Browns' Real Problems Run So Much Deeper Than Freddie Kitchens

Kitchens never stood a chance in Cleveland.
Kitchens never stood a chance in Cleveland. / Christian Petersen/Getty Images

The Cleveland Browns remain a total disaster after firing Freddie Kitchens following a 6-10 finish to the 2019 season.

The team entered the year with great expectations, but now, Kitchens is departing after one year of a job he was never qualified to hold in the first place. So, who is to blame here? Because what ails this franchise goes far, far beyond the man who held the head coaching job for fewer than 12 whole months.

There's a mountain of evidence to suggest that the problems start at the top with owners Jimmy and Dee Haslam. They bought the team in 2012 and have fired a coach nearly every season. Mike Pettine, however, got two years, while Hue Jackson got slightly more than that despite starting out 1-31.

Kitchens now joins Pat Shurmur and Rob Chudzinski fired after one year working for the Haslams. The issues here are quite obviously systemic, period.

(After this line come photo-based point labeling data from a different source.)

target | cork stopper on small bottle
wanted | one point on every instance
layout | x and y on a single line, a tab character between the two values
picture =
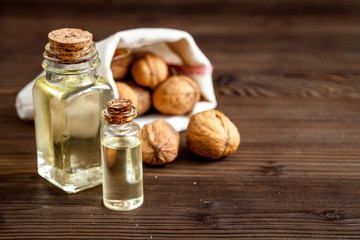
70	40
119	111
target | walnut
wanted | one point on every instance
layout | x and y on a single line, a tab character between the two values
140	97
120	63
210	134
160	143
175	96
149	70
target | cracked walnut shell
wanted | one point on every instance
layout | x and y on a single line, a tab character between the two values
149	70
211	134
176	96
140	97
160	143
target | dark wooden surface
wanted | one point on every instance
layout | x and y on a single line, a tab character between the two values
286	73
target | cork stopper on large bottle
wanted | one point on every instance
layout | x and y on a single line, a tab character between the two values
70	43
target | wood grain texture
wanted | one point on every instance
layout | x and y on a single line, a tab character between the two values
285	72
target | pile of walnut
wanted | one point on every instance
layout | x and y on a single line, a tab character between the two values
150	82
145	79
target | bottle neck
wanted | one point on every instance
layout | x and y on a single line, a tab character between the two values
71	67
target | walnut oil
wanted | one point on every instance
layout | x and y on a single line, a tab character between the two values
121	157
68	102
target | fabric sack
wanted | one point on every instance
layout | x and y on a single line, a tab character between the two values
176	47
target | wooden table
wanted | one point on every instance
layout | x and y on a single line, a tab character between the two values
287	73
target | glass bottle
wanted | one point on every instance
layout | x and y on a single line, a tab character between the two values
121	157
68	102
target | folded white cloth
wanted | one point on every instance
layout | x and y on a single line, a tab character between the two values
176	47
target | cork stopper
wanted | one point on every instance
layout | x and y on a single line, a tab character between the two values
69	44
119	111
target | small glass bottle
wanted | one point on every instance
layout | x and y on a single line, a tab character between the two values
121	157
68	103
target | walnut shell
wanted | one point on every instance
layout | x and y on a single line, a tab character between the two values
149	70
140	97
176	96
210	134
120	65
160	143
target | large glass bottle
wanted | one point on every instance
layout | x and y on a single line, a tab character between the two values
68	102
121	157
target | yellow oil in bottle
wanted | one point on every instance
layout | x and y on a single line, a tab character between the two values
67	123
122	170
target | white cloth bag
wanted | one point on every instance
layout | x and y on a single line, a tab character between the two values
176	47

The ownership can never stick to a plan. That became clear when Sashi Brown was fired as GM in 2017 after the team lost too many games despite the fact that he made it clear his plan was a total rebuild. That blueprint was never able to develop; John Dorsey was then brought in to execute a totally different strategy.

It's worth noting, however, that Dorsey wasn't allowed to pick his own coach, and Hue Jackson was every bit of a lame duck at the start of 2018. Kitchens was Dorsey's first hire, but now he has been fired, the process has to start all over again.

Dorsey himself presents a separate issue. He has shown the ability to gather talented players, but the Browns never looked like an actual team all season long. He rushed the head coaching search as well, hiring someone with no head coaching experience at any level of football. Kitchens faced an impossible task with so many personalities on the team, and management should have seen those problems from a mile away.

The Haslams aren't going anywhere, so the only hope Browns fans could have is for Dorsey to hire the right guy and for the team to come together in 2020 with a clean slate. Unfortunately, the faithful in The Land have been hoping for this similar scenario since 1999, and not much has changed. Try blaming that all on Freddie Kitchens if you like. But you'd be wrong.